West Riding of Yorkshire
The site of what is, since 2004, Rotherham Minster – formerly merely the parish church of All Saints’, Rotherham – has been occupied by a church since Saxon times. After the Norman invasion it was enlarged and rebuilt in local ‘Rotherham Red’ stone, although some traces of Saxon materials do still survive in the church today.
The manor of Rotherham eventually passed to Rufford Abbey and it seems to have survived unmolested through much of the Middle Ages. In the 14th and 15th Centuries as Rotherham grew as a market town the church was enlarged.

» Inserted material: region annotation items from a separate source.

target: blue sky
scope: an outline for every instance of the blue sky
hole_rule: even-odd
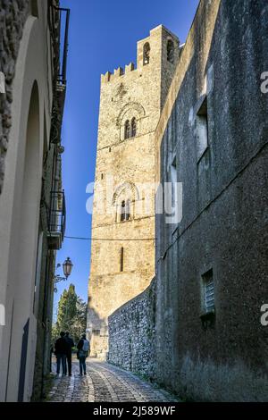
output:
[[[137,41],[163,24],[184,43],[198,0],[62,0],[71,9],[67,97],[63,127],[63,187],[67,200],[66,236],[89,237],[86,187],[94,181],[97,140],[100,74],[136,62]],[[58,262],[71,256],[72,282],[87,299],[90,242],[65,239]],[[109,256],[107,256],[107,258]],[[57,271],[62,275],[62,269]]]

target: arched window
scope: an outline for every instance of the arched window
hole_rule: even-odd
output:
[[[30,2],[31,14],[36,18],[38,17],[38,0],[31,0]]]
[[[169,39],[167,43],[167,61],[174,63],[174,43],[172,39]]]
[[[126,220],[130,219],[130,200],[127,200],[126,203]]]
[[[130,200],[122,201],[121,204],[121,222],[126,222],[130,219]]]
[[[126,202],[122,201],[121,204],[121,222],[126,220]]]
[[[131,137],[136,137],[137,134],[137,122],[136,118],[132,118],[131,120]]]
[[[143,65],[147,65],[150,63],[150,44],[147,42],[143,47]]]
[[[125,139],[130,139],[130,121],[127,120],[125,122]]]

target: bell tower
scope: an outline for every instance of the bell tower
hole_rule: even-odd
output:
[[[155,276],[155,131],[180,57],[160,25],[130,63],[101,78],[88,328],[91,355],[108,351],[108,316]],[[149,197],[148,197],[149,196]]]

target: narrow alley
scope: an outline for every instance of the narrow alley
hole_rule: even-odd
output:
[[[55,364],[53,365],[55,373]],[[80,376],[79,363],[72,376],[60,376],[47,396],[48,402],[178,402],[166,391],[107,363],[90,359],[87,375]]]

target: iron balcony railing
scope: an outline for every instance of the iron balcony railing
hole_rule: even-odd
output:
[[[56,7],[50,0],[48,21],[53,41],[56,83],[66,85],[70,9]]]
[[[63,191],[52,191],[49,211],[49,236],[58,237],[62,243],[64,239],[66,227],[65,194]]]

In 1409 work began on the tower which was later topped with a 180 foot spire which is today the main landmark of Rotherham’s town centre.

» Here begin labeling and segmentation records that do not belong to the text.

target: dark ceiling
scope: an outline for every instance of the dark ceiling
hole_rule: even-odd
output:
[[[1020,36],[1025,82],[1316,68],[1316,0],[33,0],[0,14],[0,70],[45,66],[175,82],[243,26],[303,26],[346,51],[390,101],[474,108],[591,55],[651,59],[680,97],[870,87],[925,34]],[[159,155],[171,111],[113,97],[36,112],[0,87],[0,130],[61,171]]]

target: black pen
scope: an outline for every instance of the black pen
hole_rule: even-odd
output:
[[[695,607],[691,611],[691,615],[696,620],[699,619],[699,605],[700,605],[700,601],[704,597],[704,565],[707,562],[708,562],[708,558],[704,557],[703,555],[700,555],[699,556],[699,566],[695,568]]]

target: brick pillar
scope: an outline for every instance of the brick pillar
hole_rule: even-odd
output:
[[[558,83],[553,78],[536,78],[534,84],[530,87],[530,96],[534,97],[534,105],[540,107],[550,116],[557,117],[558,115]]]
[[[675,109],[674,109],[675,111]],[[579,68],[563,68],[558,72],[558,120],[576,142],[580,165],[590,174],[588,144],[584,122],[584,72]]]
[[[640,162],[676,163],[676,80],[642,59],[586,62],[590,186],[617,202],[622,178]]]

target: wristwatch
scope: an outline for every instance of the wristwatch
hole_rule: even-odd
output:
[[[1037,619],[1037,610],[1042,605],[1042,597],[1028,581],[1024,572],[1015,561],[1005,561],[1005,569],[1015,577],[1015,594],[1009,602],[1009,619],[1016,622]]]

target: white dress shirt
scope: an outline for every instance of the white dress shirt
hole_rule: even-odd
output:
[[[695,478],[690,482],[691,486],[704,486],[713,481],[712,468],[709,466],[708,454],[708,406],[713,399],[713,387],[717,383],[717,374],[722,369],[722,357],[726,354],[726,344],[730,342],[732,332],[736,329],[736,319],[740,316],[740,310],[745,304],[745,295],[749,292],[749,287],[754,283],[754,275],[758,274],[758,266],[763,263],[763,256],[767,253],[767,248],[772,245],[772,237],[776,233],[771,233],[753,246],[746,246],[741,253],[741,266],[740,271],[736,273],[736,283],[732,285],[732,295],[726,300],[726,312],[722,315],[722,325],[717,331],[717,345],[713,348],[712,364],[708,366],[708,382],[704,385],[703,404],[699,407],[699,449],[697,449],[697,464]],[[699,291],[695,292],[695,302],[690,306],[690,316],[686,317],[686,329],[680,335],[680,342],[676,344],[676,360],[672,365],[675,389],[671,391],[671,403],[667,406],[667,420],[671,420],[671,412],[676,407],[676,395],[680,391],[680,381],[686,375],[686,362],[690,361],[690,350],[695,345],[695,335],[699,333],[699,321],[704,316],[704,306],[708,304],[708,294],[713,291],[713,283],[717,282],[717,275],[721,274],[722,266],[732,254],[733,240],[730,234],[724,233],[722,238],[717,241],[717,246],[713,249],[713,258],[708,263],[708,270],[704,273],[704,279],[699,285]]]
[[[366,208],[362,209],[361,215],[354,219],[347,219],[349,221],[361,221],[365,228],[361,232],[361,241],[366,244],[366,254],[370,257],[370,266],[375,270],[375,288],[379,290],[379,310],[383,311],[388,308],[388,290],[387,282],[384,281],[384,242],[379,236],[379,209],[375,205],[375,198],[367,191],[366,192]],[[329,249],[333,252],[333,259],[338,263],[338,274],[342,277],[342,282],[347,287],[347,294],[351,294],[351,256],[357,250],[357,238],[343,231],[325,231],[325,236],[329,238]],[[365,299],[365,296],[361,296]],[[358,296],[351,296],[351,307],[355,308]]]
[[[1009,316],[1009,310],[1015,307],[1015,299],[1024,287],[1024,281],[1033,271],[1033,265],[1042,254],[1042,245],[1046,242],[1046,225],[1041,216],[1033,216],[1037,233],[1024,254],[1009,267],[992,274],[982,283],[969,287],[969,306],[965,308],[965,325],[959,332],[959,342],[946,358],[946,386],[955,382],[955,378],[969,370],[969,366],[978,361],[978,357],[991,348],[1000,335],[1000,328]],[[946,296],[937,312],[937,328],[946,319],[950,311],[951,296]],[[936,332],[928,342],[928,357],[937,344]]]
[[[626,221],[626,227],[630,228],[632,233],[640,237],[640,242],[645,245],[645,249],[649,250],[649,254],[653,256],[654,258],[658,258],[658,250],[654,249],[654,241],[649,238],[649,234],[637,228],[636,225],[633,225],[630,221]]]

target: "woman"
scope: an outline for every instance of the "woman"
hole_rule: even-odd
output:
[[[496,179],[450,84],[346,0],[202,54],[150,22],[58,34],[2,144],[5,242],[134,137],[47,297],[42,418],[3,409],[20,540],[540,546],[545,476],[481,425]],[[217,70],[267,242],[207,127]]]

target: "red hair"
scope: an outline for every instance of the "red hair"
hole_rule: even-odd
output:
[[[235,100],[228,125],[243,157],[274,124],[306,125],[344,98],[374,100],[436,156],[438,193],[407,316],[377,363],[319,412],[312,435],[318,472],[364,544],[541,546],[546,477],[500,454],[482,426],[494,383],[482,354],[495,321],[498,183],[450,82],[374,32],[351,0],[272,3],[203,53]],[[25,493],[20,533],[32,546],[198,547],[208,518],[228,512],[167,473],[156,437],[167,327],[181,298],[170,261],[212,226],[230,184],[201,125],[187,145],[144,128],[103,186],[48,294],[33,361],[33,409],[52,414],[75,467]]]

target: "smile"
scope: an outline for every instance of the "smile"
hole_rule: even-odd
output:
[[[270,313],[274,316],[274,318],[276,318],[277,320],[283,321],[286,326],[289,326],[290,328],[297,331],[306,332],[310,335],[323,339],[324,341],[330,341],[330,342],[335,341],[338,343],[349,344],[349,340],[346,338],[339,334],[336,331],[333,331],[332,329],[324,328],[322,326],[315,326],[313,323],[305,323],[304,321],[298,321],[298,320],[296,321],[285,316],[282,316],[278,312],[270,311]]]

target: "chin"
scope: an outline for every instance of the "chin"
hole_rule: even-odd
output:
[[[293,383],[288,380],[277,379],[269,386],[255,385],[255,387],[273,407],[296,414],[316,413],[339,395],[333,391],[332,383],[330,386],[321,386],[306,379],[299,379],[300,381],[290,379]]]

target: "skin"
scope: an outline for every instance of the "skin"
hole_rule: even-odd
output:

Much of the rest of the church dates to later in the 15th Century with the bulk of the work culminating in the Clergy Vestry being added in 1540. In the late 1700s the Snetzler organ was installed. In the early Victorian period the graveyard at the church was said to be in such a state of disgrace that ‘bones and skulls stuck through the soil’. Most of the burials were removed by the 1960s and only a few memorials remain.

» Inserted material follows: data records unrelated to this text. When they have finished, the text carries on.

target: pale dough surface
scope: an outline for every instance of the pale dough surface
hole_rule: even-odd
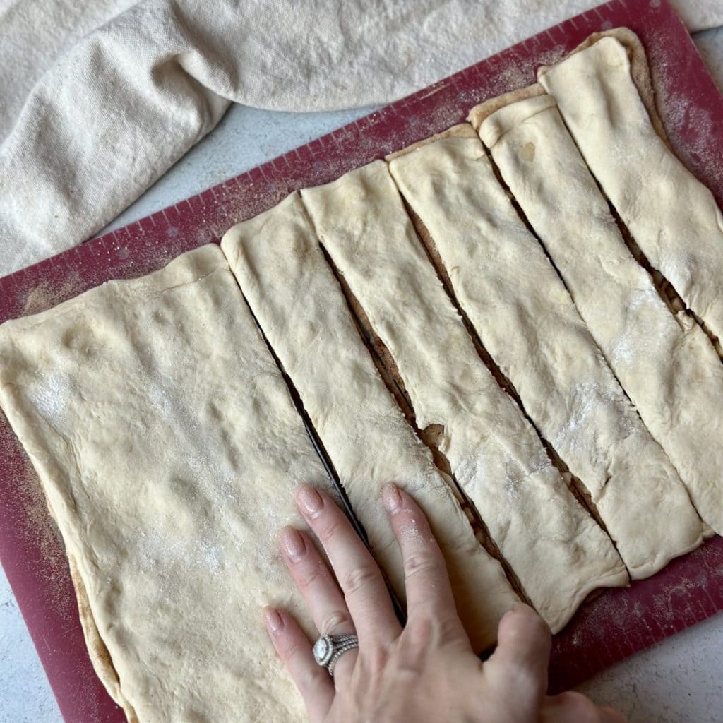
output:
[[[609,539],[480,360],[386,163],[375,161],[301,197],[396,362],[419,427],[443,427],[440,446],[457,482],[553,630],[591,590],[625,585]]]
[[[304,720],[261,608],[313,633],[275,535],[294,484],[329,483],[221,250],[8,322],[0,354],[129,720]]]
[[[401,556],[380,502],[389,481],[429,517],[473,646],[489,647],[517,596],[385,386],[299,195],[234,226],[222,247],[399,597]]]
[[[602,38],[539,80],[641,249],[723,337],[723,215],[656,132],[625,47]]]
[[[544,100],[554,103],[542,95],[505,111],[539,112]],[[467,135],[392,160],[392,176],[426,226],[482,343],[542,435],[584,484],[631,576],[647,577],[700,544],[700,519],[495,177],[479,139]],[[518,143],[513,153],[519,163],[534,163],[534,144]],[[505,175],[506,166],[501,169]],[[549,179],[552,186],[557,181]],[[518,184],[511,189],[520,200]],[[570,196],[556,197],[564,218]]]
[[[482,137],[497,139],[492,153],[502,177],[611,368],[701,516],[723,531],[723,364],[703,330],[683,312],[673,315],[633,257],[550,100],[542,111],[529,100],[515,103],[513,114],[505,112],[513,106],[498,111],[483,123]],[[652,471],[634,483],[639,493],[653,485],[643,501],[664,493],[659,476],[666,466],[656,469],[657,483]],[[674,512],[667,495],[659,502],[669,522],[661,520],[659,529],[646,526],[640,533],[664,549],[664,536],[685,537],[692,521],[682,510]],[[693,532],[690,527],[688,534]]]

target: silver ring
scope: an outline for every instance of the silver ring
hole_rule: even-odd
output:
[[[314,643],[314,659],[323,668],[334,675],[336,662],[348,650],[359,646],[359,638],[348,633],[346,635],[322,635]]]

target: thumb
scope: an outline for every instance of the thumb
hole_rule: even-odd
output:
[[[539,700],[547,690],[551,645],[547,624],[529,605],[518,603],[500,621],[497,649],[485,667],[508,690],[515,685]]]

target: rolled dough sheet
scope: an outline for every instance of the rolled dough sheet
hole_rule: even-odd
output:
[[[401,557],[379,502],[390,481],[429,516],[473,646],[489,647],[517,597],[385,386],[299,195],[234,226],[221,246],[400,598]]]
[[[221,250],[8,322],[0,356],[129,720],[305,720],[261,608],[314,632],[274,537],[294,484],[329,483]]]
[[[524,106],[534,113],[541,101],[555,103],[544,95],[505,111]],[[512,153],[518,165],[529,165],[525,159],[534,158],[535,146],[517,143]],[[560,189],[561,179],[540,164],[551,171],[550,187]],[[497,182],[472,127],[456,127],[393,159],[390,171],[482,343],[540,433],[584,484],[631,576],[652,575],[698,547],[702,526],[677,474]],[[525,180],[533,187],[541,182]],[[511,189],[516,193],[518,184]],[[570,195],[554,197],[557,223],[564,223]]]
[[[723,532],[723,365],[703,330],[685,312],[673,315],[633,257],[548,98],[542,110],[523,100],[490,116],[482,137],[643,422],[701,516]],[[659,518],[640,534],[664,549],[666,537],[682,545],[694,529],[680,502],[664,493],[672,487],[660,487],[667,466],[654,469],[657,482],[651,469],[633,485],[643,495],[652,484],[662,495],[660,514],[667,509],[668,522]]]
[[[656,132],[625,46],[602,38],[539,80],[648,260],[723,337],[723,216]]]
[[[587,594],[625,585],[607,536],[480,360],[383,161],[301,192],[322,244],[396,363],[441,451],[553,630]]]

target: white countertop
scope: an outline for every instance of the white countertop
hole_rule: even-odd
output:
[[[723,87],[723,28],[695,38]],[[108,229],[198,193],[372,110],[294,114],[234,106]],[[623,661],[581,690],[596,702],[620,709],[631,723],[719,723],[723,721],[723,615]],[[61,720],[9,585],[0,572],[0,723]]]

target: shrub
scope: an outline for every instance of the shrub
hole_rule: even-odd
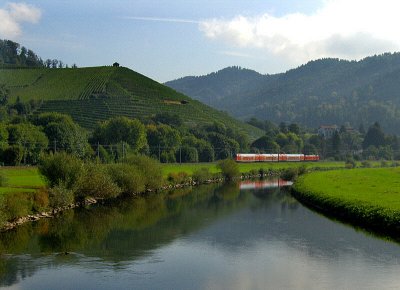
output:
[[[190,178],[186,172],[171,172],[168,174],[168,181],[174,184],[182,184],[190,181]]]
[[[33,194],[32,209],[36,212],[41,212],[49,208],[49,193],[46,189],[39,189]]]
[[[381,167],[388,167],[389,166],[389,162],[382,160],[381,161]]]
[[[281,178],[284,180],[295,180],[299,175],[298,168],[287,168],[281,172]]]
[[[69,205],[74,202],[74,191],[61,182],[49,189],[49,202],[52,208]]]
[[[240,176],[239,165],[233,159],[220,160],[217,167],[221,169],[222,175],[226,179],[233,179]]]
[[[135,194],[145,190],[146,179],[134,165],[110,164],[106,166],[106,171],[124,194]]]
[[[129,157],[127,163],[135,165],[142,172],[146,189],[158,189],[163,184],[162,169],[155,159],[137,155]]]
[[[213,178],[212,173],[208,168],[202,167],[200,169],[197,169],[193,172],[192,178],[196,182],[205,182],[207,180],[210,180]]]
[[[114,183],[103,166],[87,163],[84,168],[83,177],[75,194],[78,200],[89,196],[108,199],[117,197],[121,193],[121,188]]]
[[[20,165],[24,156],[24,148],[21,145],[12,145],[3,152],[5,165]]]
[[[4,175],[3,172],[0,172],[0,186],[6,186],[7,182],[7,177]]]
[[[353,158],[348,157],[348,158],[346,158],[346,161],[344,163],[344,167],[346,167],[347,169],[356,168],[357,167],[357,163]]]
[[[368,160],[362,161],[362,162],[361,162],[361,167],[364,167],[364,168],[370,168],[370,167],[372,167],[371,161],[368,161]]]
[[[25,192],[9,193],[4,198],[4,209],[7,220],[27,216],[31,213],[32,199]]]
[[[50,187],[62,184],[66,189],[74,191],[84,175],[84,166],[78,157],[60,152],[42,158],[39,171]]]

In the 1870s Sir George Gilbert Scott was employed to restore the church. Scott did a very sensitive restoration on All Saints’ with only minimal rebuilding, mostly around the roof which was in a poor state and the internal galleries that were removed.
The exterior around the church was recently turned into a small public park which is intended as a focus for the town. Minster status was granted to the church in 2004 as part of a recent revival of the practice.